# Which Camera [emoji328] should I buy mid-range +wifi for photoshoots?



## manuel87roma (Feb 15, 2018)

Hi there! [emoji1366]
I would like to ask you some advises:
I like photography as hobby and I would like to buy a camera not too expensive (mid-range) with wifi that allows me to take great photoshoot in portrait mode, I’ve been looking around and I have seen some sample photos taken with the lens EF 85mm f1.8 USM (or even better with the f1.2) and I just love the way they look, with a great blurry background.

Maybe I was thinking to get a mirror less camera (Ex. Canon M5 or M6) what do you think? Because is Lighter and smaller but I’m afraid that the combo with lenses and the overall quality is not as good as a DSLR camera.
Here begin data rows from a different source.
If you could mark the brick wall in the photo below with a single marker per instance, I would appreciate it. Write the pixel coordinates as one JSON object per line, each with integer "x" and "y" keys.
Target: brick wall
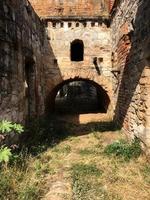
{"x": 21, "y": 41}
{"x": 96, "y": 37}
{"x": 92, "y": 8}
{"x": 131, "y": 44}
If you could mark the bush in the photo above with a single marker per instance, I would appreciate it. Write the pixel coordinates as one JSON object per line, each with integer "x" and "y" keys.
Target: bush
{"x": 7, "y": 127}
{"x": 124, "y": 150}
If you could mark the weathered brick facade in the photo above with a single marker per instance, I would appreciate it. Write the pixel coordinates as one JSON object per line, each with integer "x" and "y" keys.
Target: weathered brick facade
{"x": 21, "y": 43}
{"x": 56, "y": 8}
{"x": 130, "y": 35}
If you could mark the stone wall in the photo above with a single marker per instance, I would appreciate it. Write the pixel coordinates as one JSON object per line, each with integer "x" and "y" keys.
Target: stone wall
{"x": 67, "y": 8}
{"x": 96, "y": 65}
{"x": 21, "y": 44}
{"x": 131, "y": 55}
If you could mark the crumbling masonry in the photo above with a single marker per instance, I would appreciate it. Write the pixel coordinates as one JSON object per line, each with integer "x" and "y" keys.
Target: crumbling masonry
{"x": 37, "y": 41}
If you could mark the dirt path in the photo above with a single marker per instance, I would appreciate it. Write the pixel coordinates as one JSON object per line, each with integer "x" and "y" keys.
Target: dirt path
{"x": 80, "y": 170}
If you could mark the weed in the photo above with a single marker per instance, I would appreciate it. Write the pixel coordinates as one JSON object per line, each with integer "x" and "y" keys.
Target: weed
{"x": 124, "y": 150}
{"x": 84, "y": 170}
{"x": 29, "y": 192}
{"x": 65, "y": 150}
{"x": 146, "y": 173}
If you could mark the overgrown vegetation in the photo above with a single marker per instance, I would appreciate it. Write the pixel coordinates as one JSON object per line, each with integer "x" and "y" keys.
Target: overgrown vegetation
{"x": 7, "y": 128}
{"x": 55, "y": 152}
{"x": 124, "y": 149}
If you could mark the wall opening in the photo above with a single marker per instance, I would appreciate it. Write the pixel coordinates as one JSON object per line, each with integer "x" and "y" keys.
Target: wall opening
{"x": 29, "y": 88}
{"x": 77, "y": 50}
{"x": 78, "y": 97}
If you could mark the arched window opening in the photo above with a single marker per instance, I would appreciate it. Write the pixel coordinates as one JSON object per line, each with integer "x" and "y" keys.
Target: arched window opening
{"x": 77, "y": 50}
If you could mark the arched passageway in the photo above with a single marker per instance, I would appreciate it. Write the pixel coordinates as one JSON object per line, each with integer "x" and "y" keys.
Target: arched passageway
{"x": 78, "y": 96}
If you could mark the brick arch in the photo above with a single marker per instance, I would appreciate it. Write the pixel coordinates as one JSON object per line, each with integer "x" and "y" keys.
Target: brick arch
{"x": 101, "y": 82}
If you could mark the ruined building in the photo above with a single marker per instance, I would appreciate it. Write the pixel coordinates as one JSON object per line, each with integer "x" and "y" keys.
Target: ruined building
{"x": 46, "y": 44}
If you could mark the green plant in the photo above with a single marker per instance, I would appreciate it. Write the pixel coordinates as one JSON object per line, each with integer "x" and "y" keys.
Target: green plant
{"x": 6, "y": 127}
{"x": 123, "y": 149}
{"x": 85, "y": 169}
{"x": 5, "y": 154}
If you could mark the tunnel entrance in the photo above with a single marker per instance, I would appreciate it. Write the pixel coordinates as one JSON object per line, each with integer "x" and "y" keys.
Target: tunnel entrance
{"x": 79, "y": 97}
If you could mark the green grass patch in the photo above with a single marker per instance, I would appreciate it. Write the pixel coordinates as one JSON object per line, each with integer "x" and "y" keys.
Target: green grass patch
{"x": 85, "y": 170}
{"x": 65, "y": 149}
{"x": 123, "y": 149}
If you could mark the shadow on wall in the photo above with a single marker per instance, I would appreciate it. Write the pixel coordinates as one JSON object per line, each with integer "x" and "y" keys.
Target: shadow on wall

Just need some advises from you guys that probably have much more knowledge than me.

Thank you very much

Here some photos taken with the lens canon 85mm f1.8 ums that I’ve found on google


----------



## Overread (Feb 15, 2018)

Note - please don't upload/embed photos that you don't own to the forums. We ask instead that you link to them from the original source please. 
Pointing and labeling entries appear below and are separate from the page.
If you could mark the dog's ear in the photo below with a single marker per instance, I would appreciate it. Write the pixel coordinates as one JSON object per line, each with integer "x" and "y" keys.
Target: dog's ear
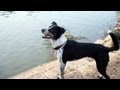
{"x": 54, "y": 23}
{"x": 62, "y": 30}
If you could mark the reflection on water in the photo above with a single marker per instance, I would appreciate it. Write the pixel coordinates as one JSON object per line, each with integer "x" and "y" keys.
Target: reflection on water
{"x": 21, "y": 45}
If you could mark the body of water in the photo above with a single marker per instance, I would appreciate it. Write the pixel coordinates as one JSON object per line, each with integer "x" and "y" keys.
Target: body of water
{"x": 21, "y": 45}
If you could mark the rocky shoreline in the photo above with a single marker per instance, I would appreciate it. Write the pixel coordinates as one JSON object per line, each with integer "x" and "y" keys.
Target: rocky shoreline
{"x": 81, "y": 69}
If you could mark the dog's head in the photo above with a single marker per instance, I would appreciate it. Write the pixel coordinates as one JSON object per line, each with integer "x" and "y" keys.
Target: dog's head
{"x": 53, "y": 32}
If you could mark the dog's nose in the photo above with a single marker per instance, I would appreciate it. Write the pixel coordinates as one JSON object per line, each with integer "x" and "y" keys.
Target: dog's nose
{"x": 43, "y": 30}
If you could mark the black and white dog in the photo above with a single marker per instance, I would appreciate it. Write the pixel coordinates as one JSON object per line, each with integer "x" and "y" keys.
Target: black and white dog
{"x": 68, "y": 50}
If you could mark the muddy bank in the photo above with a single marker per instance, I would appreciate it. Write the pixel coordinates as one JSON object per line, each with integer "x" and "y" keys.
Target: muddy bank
{"x": 81, "y": 69}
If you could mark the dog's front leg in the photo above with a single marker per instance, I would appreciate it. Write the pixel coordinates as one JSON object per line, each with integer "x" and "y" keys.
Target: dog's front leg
{"x": 62, "y": 68}
{"x": 62, "y": 64}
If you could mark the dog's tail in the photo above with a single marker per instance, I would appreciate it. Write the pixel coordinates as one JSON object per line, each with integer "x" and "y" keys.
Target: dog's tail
{"x": 115, "y": 41}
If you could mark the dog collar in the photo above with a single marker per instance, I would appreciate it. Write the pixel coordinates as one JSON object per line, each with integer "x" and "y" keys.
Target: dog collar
{"x": 58, "y": 47}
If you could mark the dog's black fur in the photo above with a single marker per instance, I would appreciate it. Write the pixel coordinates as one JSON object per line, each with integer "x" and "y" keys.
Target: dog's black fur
{"x": 74, "y": 50}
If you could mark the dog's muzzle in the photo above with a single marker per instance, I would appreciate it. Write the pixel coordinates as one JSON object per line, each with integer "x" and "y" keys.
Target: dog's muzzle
{"x": 46, "y": 34}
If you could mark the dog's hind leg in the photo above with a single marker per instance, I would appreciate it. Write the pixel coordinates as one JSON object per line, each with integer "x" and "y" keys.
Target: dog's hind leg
{"x": 101, "y": 64}
{"x": 62, "y": 64}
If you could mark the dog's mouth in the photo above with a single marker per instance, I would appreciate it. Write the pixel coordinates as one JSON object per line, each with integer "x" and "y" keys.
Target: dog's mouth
{"x": 46, "y": 34}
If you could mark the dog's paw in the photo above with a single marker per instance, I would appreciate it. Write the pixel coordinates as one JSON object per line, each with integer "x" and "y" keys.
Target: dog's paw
{"x": 100, "y": 77}
{"x": 58, "y": 78}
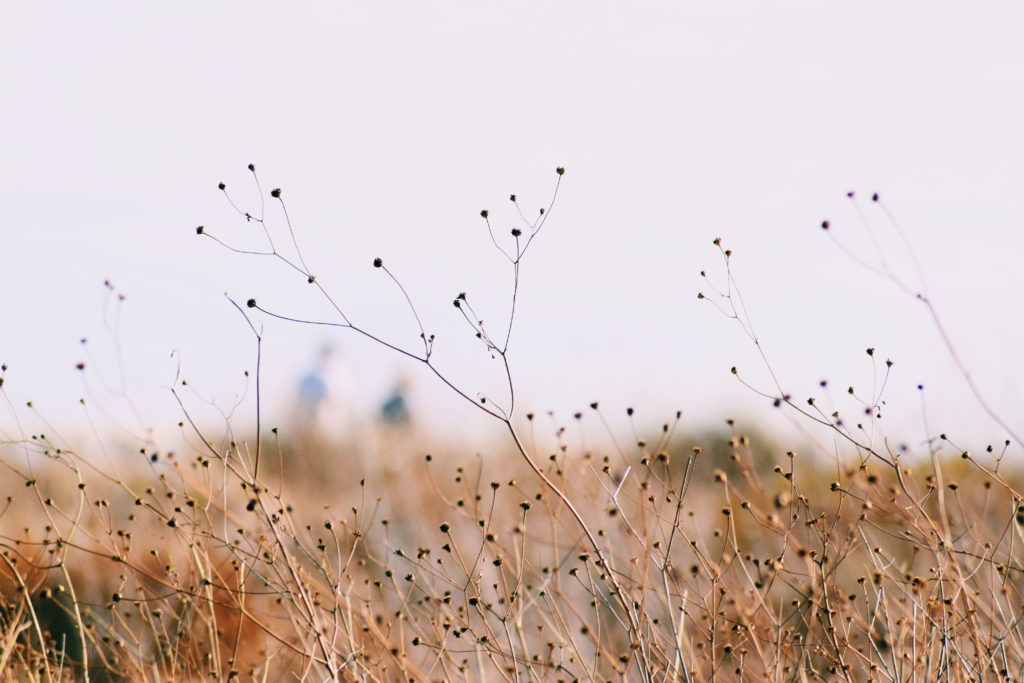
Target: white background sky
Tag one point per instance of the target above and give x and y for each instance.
(390, 125)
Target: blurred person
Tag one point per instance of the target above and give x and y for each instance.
(323, 408)
(394, 409)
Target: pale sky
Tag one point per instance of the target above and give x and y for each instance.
(390, 125)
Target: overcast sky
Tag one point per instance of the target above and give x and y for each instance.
(390, 125)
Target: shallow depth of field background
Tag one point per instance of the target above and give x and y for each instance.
(389, 126)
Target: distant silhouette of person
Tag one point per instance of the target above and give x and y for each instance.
(323, 407)
(394, 409)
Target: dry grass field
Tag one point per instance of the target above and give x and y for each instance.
(674, 555)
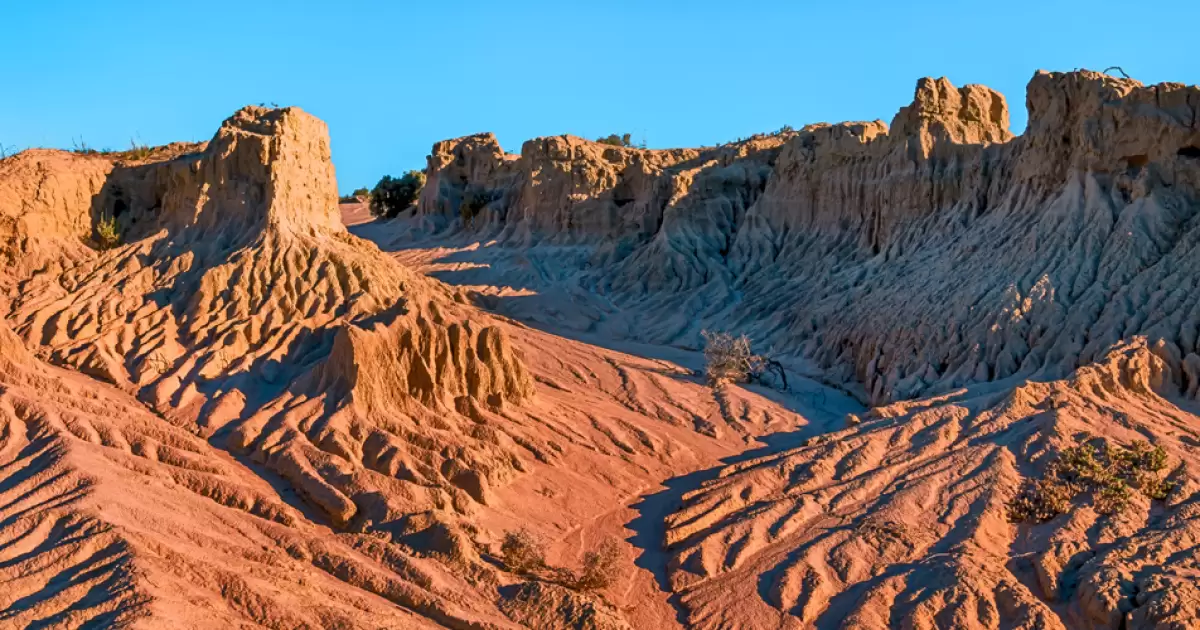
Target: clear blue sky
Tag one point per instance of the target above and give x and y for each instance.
(391, 78)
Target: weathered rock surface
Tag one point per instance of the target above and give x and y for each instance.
(901, 520)
(912, 259)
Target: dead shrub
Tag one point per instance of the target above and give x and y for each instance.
(600, 568)
(1108, 473)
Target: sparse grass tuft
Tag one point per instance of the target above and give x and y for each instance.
(393, 196)
(1108, 473)
(522, 552)
(525, 555)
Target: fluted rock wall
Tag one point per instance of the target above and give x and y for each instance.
(905, 259)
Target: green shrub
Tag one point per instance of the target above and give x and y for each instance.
(1109, 474)
(107, 233)
(616, 141)
(393, 196)
(474, 201)
(354, 197)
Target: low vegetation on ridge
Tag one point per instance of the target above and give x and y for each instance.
(1109, 474)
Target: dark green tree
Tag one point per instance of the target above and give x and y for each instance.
(393, 196)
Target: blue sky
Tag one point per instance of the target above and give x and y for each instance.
(391, 78)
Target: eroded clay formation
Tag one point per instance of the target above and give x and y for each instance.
(244, 414)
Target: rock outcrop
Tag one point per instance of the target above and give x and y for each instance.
(46, 210)
(1045, 247)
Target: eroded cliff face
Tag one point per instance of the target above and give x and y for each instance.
(905, 259)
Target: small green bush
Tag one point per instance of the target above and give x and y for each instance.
(474, 201)
(616, 141)
(393, 196)
(107, 233)
(1109, 474)
(522, 552)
Honestly if you want portraits with that smooth background effect, chance are you want a fulflrame - 35mm - camera body at the very least. Many mirrorless (but not all) often use a smaller sensor size. Also don't forget that smaller and lighter is one thing, but honestly if you're going for a larger sensor for that effect, then the lenses for a mirrorless 35mm won't be any smaller than for a regular camera; and sometimes a smaller body doesn't help with hand holding nor weight distribution


----------



## idcanyon (Feb 15, 2018)

Canon's mirrorless M5/M6 have APS-C sized sensors, same size as Canon's crop-frame DSLR's so you lose nothing in that area. I don't know what size sensor your example photos were taking with. Its true that a full frame sensor will give a shallower depth of field, but only a little, and diving straight into full frame is very expensive. A 85 f/1.8 lens will still serve you well on a APS-C and would make a good portrait lens for outside or inside if all you want to do is head shots.


----------



## waday (Feb 15, 2018)

What is your budget?


----------



## manuel87roma (Feb 15, 2018)

idcanyon said:


> Canon's mirrorless M5/M6 have APS-C sized sensors, same size as Canon's crop-frame DSLR's so you lose nothing in that area. I don't know what size sensor your example photos were taking with. Its true that a full frame sensor will give a shallower depth of field, but only a little, and diving straight into full frame is very expensive. A 85 f/1.8 lens will still serve you well on a APS-C and would make a good portrait lens for outside or inside if all you want to do is head shots.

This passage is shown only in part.